Третий час ночи. Сгрузив на землю свернутые холсты, Джейми и Лори тихонько затворяют за собой дверь, переходят Фенвей, пересекают парк. Лори снимает квартиру в десяти минутах отсюда, на Килмарнок-стрит. На улицах ни души: Фенвей отпраздновал День святого Патрика и уснул.
Рейс Москва – Нью-Йорк, 2012
Имя кое-что говорит Штарку, это точно. Просто он не любит вспоминать ни Софью Добродееву, ни вообще всю историю о том, как он чуть не стал художником. Но в самолете – Федяев вручил ему билеты до Нью-Йорка, а оттуда до Бостона; то есть картины, выходит, никто никуда не вывез? – в самолете все возвращается к Ивану. Как будто и не было двадцати четырех лет между поездом «Свердловск – Москва» летом восемьдесят седьмого и этим рейсом «Москва – Нью-Йорк».
Был такой скульптор, Иван Шадр – это он изваял «Девушку с веслом» и «Булыжник – оружие пролетариата». На художника он выучился в Екатеринбургской художественно-промышленной школе: в тринадцать лет сбежал от фабричной кабалы и сдал экзамен по рисунку, как будто все детство только и делал что рисовал, а не горбатился на фабрике, как взрослый. Правда, потом к обучению Шадра приложил руку Роден в городе Париже. Но это было уже так, вишенка на торте.
В Шадринске Курганской области все знают великого земляка. Знал и Иван. «Девушку» и «Булыжник» он ненавидел, как родных. Но точно знал, что будет учиться там же, где Шадр. То есть в Свердловском художественном училище. Оно как раз тогда боролось за честь носить имя скульптора. Для этого надо было научить много мальчиков и девочек писать панно типа «Красные пришли» или, скажем, лепить скульптуру «Материнство».
Штарк не хотел лепить ничего подобного, но был уверен, что двигаться надо с востока на запад, за солнцем. Свердловск – это только на три градуса долготы западнее Шадринска. Но надо же с чего-то начинать.

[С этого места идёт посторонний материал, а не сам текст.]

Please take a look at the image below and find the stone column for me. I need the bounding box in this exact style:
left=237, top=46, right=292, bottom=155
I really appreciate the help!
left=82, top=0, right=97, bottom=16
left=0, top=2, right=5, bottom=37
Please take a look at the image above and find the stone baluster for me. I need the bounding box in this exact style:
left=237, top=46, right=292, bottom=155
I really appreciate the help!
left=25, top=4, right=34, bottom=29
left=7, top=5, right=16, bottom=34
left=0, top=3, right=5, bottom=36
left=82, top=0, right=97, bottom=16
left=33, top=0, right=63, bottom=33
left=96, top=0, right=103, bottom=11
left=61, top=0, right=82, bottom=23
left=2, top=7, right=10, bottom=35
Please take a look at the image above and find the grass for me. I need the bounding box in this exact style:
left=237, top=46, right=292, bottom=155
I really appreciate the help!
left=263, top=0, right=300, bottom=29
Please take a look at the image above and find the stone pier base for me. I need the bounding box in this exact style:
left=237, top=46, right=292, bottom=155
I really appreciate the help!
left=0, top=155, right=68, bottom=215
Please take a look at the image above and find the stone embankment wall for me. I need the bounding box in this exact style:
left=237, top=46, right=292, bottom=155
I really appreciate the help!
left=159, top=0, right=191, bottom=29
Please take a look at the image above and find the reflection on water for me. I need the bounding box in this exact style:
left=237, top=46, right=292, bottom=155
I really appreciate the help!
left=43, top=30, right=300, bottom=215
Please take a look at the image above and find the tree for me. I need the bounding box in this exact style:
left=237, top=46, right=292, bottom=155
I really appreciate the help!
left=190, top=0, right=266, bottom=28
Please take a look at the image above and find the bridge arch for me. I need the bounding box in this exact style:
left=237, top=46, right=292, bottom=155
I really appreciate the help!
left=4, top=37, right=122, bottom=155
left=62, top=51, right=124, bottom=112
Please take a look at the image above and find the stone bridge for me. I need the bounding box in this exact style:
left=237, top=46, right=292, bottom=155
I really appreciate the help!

Мама легко отпустила Ивана учиться. После смерти отца жили они так себе, а оформители тогда зарабатывали отлично, рублей триста в плохой месяц, а в хороший – и все пятьсот. Маму тревожило только, что, когда Иван ее рисует, получается как-то непохоже. «Мама, это наброски к портрету Крупской», – отвечал Иван. Смеяться над такими шутками она отказывалась из педагогических соображений. А Штарк знал, что, если что-то и не выходит, в Свердловске он этому научится.
В четырнадцать Иван окончил восьмой класс и стал взрослым. Сдал сочинение и историю на пятерки, а живопись и рисунок на четверки – и поступил. В училище студентов называли на «вы». Штарк принимал это как должное.
В Шадринске никто не знал группу «Аквариум», или Иван не встречал тех, кто знает. Здесь Гребенщикова знали наизусть и вообще всех питерских рокеров – их уважали больше, чем местных, из Свердловского рок-клуба. Но все же меньше, чем настоящих, английских. Как-то крутили Майка Науменко: «Никто не слышал «Stranglers», на топе только поп». Кто такие эти «Stranglers»? Из всей компании не знал один Штарк – тут же дали послушать.
Здесь наливали водку, а с девушками не только целовались. Иван не пил и вообще старался избегать шумных компаний. Он хотел учиться и двигаться дальше за солнцем. Он рисовал все время, всё, что видел. И даже стал иногда получать пятерки – за шар, конус, цилиндр.